Türkiye'den gittiği zaman ayrılığın
bu kadar uzayabileceğini düşünmediğini,
bunun en çok 3-4 yıl kadar sürebileceğini düşündüğünü
ancak ne yazık ki ülkedeki demokratik olmayan ortamın
yani 12 Eylül cuntasının yarattığı
sistemin uzun ömürlü olduğunu ifade eden Burkay,
yine de 31 yıl sonra da olsa dönmekten dolayı
mutlu olduğunu kaydetti.
Burkay, mutluluğunu gölgeleyen bir iki noktanın
bulunduğunu, bunlardan birinin halen yurt dışında
olan, ülkelerine dönemeyen insanlar olduğunu belirterek,
şöyle konuştu:
“Acılı
bir dönem yaşadık. Daha sonra şiddet sarmalı
vardı, bugüne kadar geldik şimdi benim dönüşüm
elbette basit bile olsa önemli bir değişimi
gösteriyor. Bu değişimi küçümsememek lazım.
Yani belli bir dereceye kadar düşüncelerimizi özgürce
söyleyebiliyoruz. Kürt sorununun çözümlerini tartışabiliyoruz.

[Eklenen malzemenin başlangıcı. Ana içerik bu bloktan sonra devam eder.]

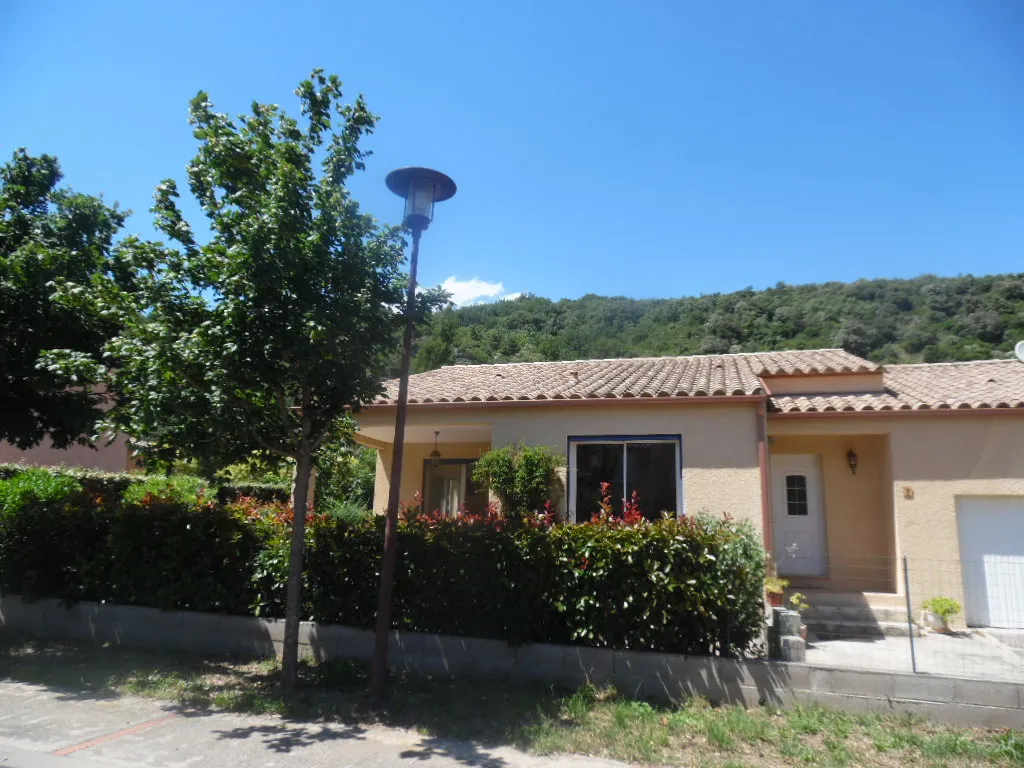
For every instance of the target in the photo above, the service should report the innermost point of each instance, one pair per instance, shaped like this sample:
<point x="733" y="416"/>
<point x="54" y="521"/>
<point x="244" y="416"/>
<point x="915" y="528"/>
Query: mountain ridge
<point x="919" y="320"/>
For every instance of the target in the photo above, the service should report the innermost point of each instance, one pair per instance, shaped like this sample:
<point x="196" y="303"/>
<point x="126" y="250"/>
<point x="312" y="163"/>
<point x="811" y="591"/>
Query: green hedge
<point x="115" y="483"/>
<point x="692" y="586"/>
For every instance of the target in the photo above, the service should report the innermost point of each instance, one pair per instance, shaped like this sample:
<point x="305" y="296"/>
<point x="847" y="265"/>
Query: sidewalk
<point x="40" y="728"/>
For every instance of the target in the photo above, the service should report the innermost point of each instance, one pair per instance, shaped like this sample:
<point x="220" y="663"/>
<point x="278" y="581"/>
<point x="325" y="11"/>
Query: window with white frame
<point x="449" y="487"/>
<point x="648" y="465"/>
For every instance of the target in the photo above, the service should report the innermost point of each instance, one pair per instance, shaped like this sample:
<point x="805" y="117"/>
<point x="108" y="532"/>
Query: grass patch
<point x="541" y="719"/>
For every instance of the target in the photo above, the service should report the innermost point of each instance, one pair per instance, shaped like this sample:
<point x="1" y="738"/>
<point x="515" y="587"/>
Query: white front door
<point x="991" y="539"/>
<point x="799" y="514"/>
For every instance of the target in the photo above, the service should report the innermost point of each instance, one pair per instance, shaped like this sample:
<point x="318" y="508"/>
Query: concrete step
<point x="857" y="630"/>
<point x="832" y="613"/>
<point x="853" y="599"/>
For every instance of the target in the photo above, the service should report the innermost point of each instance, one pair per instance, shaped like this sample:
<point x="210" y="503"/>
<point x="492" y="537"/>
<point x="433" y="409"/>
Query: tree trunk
<point x="293" y="604"/>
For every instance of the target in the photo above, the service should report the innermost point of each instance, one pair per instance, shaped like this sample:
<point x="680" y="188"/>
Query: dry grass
<point x="536" y="718"/>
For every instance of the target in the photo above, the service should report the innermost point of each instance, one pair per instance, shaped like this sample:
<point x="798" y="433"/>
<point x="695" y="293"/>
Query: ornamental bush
<point x="689" y="586"/>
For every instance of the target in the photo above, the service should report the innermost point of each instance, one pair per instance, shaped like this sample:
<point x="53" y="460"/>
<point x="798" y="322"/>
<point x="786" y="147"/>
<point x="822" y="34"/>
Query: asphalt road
<point x="40" y="728"/>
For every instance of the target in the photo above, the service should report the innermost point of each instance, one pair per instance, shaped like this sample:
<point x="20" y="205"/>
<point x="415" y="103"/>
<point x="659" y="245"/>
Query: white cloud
<point x="473" y="291"/>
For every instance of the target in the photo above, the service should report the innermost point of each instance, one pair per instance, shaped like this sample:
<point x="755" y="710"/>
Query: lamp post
<point x="421" y="187"/>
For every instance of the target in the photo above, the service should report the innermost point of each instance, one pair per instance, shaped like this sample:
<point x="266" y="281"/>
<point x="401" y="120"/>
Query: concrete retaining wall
<point x="659" y="677"/>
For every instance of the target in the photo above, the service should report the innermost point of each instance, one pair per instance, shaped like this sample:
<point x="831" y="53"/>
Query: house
<point x="844" y="466"/>
<point x="113" y="457"/>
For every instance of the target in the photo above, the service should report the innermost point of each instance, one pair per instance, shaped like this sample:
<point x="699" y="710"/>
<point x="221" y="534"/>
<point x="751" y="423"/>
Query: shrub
<point x="346" y="510"/>
<point x="114" y="484"/>
<point x="689" y="586"/>
<point x="523" y="477"/>
<point x="35" y="484"/>
<point x="183" y="489"/>
<point x="944" y="607"/>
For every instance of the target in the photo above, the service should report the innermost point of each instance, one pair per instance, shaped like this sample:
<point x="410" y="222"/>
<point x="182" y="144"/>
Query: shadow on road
<point x="286" y="737"/>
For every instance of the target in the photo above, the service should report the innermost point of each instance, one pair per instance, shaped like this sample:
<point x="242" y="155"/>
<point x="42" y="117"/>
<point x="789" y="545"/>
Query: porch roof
<point x="975" y="385"/>
<point x="695" y="376"/>
<point x="927" y="386"/>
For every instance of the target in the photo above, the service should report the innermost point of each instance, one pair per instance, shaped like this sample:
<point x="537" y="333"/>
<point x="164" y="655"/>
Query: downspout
<point x="765" y="472"/>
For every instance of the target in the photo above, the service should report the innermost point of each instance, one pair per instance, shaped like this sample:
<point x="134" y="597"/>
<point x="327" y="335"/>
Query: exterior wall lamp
<point x="435" y="455"/>
<point x="851" y="460"/>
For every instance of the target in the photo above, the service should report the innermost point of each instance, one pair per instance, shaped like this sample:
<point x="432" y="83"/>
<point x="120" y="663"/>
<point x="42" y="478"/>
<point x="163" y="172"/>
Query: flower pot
<point x="933" y="622"/>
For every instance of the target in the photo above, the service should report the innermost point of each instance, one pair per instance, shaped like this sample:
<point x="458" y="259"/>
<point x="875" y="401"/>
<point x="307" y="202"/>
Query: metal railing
<point x="952" y="617"/>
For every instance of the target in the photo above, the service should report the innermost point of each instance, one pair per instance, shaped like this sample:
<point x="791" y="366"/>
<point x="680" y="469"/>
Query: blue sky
<point x="648" y="148"/>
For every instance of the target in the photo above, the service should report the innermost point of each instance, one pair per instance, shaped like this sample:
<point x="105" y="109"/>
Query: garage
<point x="991" y="542"/>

Bir Kürtçe televizyon kanalı var. Bir siyasi parti
propagandasında federasyonu savunuyor. Bir başka
siyasi parti özerkliği talep ediyor. Bunun gibi olumlu
sayabileceğimiz gelişmeler var. Ama çağdaş
anlamda demokratik topluma ulaşabilmek için henüz
yapılması gereken çok şey var. Özellikle
Kürt sorununun boyutları gözönüne alındığında
henüz küçük adımlardır. Biz eşitlik temelinde
çözüm istiyoruz ve inanıyoruz ki eşitlik temelinde
bu olursa her iki halk Kürtler ve Türkler barış
içinde bu ülkede yaşayacaklardır. Kanın
dökülmesi son bulacak.”
Silahlar
susmadıkça ülkeye barış gelmeyeceğini
savunan Burkay, bu konuda sorumluluk duyan herkesin üzerine
düşeni yapması gerektiğini kaydederek,
“Benim umuyorum ki artık bu şiddet sürecinin
son aşamalarını yaşıyoruz. Yani
'sonuna geldik' diye düşünüyorum. Ama acılı
oluyor bu, inişli ve çıkışlı
oluyor. Eğer çaba sarf edersek inanıyorum ki
bu süreci çok kısa atlatırız, akan kanı
durdurabiliriz. Diyalog süreci başlar. Kürt halkı
bu diyalog sürecinde taleplerini daha rahat şekilde
dile getirecektir. Her iki halkın özgürce yan yana
eşit haklara sahip yaşamasını böylesine
özgürce sağlayabiliriz. Bu ülkeye dünya standartlarında
çağdaş demokrasiyi getirebiliriz.”
Burkay, gazetecilerin “herhangi bir partide genel başkanlık
yapmayı düşünüyor musun?” sorusuna “Bu saatten
sonra genel başkanlık yapmayı düşünmüyorum.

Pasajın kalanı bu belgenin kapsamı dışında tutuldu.